Точно, я с детства любил всяческие сладости, и чего только ни тянул в рот  по этой причине. Вспоминаю самое экзотическое пирожное, из съеденных мной, пирожное, выдающее не столько искусство кондитера, сколько глубину моей слабости и степень недоедания. Это была восьмушка пролетарского 'кирпичика', с установленными на ней тремя столбиками сливочного масла, щедро посыпанного кубинским сахаром. Данный десерт иногда доставался солдату срочной службы.
Мне, впрочем, хотелось бы рассказать о другом.
Моя жена равнодушна к сладкому. 
"Любить иных, - шутил я знаменитыми стихами,- тяжелый крест, а ты прекрасна без извилин".  Под извилинами подразумевались не складки головного мозга, не своеобразие характера, а пирожные и конфеты.
Все изменилось во время ее беременности. В какой-то момент она зациклилась на шоколаде,  ну может, не зациклилась, пристрастилась. Однажды я притащил домой килограмма полтора хороших шоколадных конфет. В другие времена мы бы их мурыжили несколько месяцев, но тогда самым загадочным образом конфеты испарились недели за две. Вспоминаю день, когда в кульке ничего не осталось, ни одной конфетки. Я испытал не разочарование, нет, но удивление, что все так быстро меняется.
Потом, через несколько дней, что-то разыскивая на холодильнике, я вдруг наткнулся на пять конфет спрятанных от греха предусмотрительной женщиной. Чудак-человек, она спрятала их туда, куда могла дотянуться только взгромоздившись на стул, а мне для этого нужно лишь руку протянуть. Я при этом испытал не розачарование, и не удивление, и даже не злорадство. Я представил себе, как она карабкается на стул, придерживая одной рукой раскачивающийся живот, прикусив язык от старательного усилия. Это было настолько похоже и непохоже на мою благоверную, что я умилился.

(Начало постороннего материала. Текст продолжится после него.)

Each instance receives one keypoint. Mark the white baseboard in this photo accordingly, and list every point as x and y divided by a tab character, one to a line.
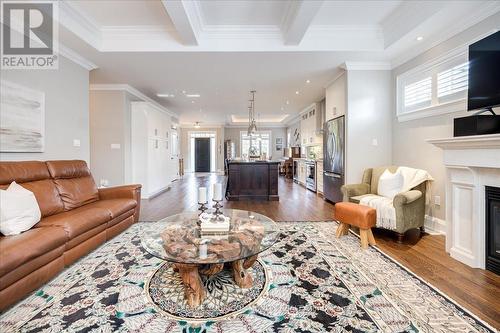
155	193
434	225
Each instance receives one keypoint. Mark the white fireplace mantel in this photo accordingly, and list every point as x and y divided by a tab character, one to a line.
472	162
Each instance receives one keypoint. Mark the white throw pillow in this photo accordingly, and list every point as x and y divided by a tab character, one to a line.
390	184
19	210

Сейчас я положил бы конфеты на место, но в те времена чувство ощущаемого мною голода бывало порой неодолимым. Как-будто ненасытный червь просыпался внутри, порабощая не только мою волю, но и сознание.

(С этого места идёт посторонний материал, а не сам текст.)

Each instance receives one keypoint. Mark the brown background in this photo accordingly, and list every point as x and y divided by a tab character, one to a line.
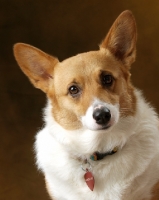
62	28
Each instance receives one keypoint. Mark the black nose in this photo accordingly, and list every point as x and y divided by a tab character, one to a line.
102	115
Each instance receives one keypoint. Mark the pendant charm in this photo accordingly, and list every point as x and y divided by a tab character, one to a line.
89	179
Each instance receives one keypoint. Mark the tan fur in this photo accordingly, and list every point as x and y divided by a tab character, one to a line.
40	67
115	56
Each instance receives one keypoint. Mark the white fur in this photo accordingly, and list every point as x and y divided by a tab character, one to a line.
127	175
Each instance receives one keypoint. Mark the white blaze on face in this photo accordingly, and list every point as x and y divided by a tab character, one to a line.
89	122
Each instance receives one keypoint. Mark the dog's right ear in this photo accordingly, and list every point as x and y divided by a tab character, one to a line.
37	65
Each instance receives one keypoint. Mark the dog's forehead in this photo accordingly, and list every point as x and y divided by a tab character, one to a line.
86	63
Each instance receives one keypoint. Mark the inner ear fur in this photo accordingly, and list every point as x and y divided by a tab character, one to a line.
36	64
121	38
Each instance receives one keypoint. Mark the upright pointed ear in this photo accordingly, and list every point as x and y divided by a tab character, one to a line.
35	64
121	38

Сам не знаю, каким образом в руках у меня остались одни фантики, пять жалких оберток.
Что тут скажешь? Черт попутал. Уже дочка не только благополучно родилась, но и выросла, и отделилась от нас, свив за тридевять земель собственное гнездо, а жена все еще тычет в меня этими фантиками, словно я - какой-нибудь военный преступник.
"Ты, - говорит она, моментально распаляясь, - украл шоколад у беременной женщины!"

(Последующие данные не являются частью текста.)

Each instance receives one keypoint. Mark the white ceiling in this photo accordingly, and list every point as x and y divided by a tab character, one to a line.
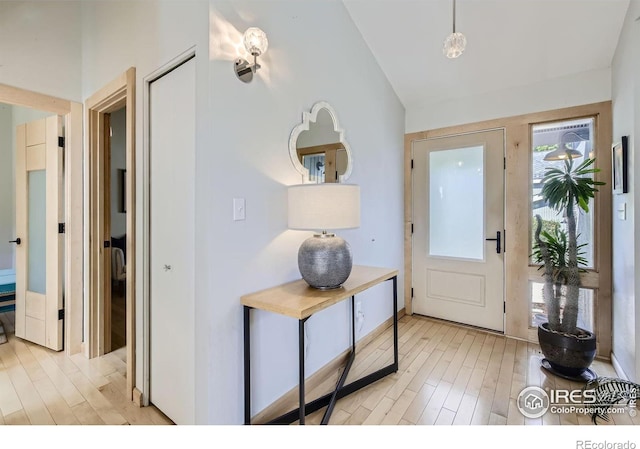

"Мало этого, - добавляет она, и я чувствую, что начинаю краснеть, - ты подсунул мне пустышки! Этого я тебе никогда не прощу!"
На самом деле, жена меня давно простила, но по сути она права. Свернуть фантики на манер конфет, было жестоко. Помнится, я вернул в тайник три внешне полноценные, но абсолютно несъедобные изделия
Среди множества досужих суеверий бытующих в народе и касающихся беременности, есть одно, которое говорит, что на укравшего еду у беременной, непременно нападут мыши.
Вопреки этому, мыши на меня не напали, но сладкое с тех пор я разлюбил.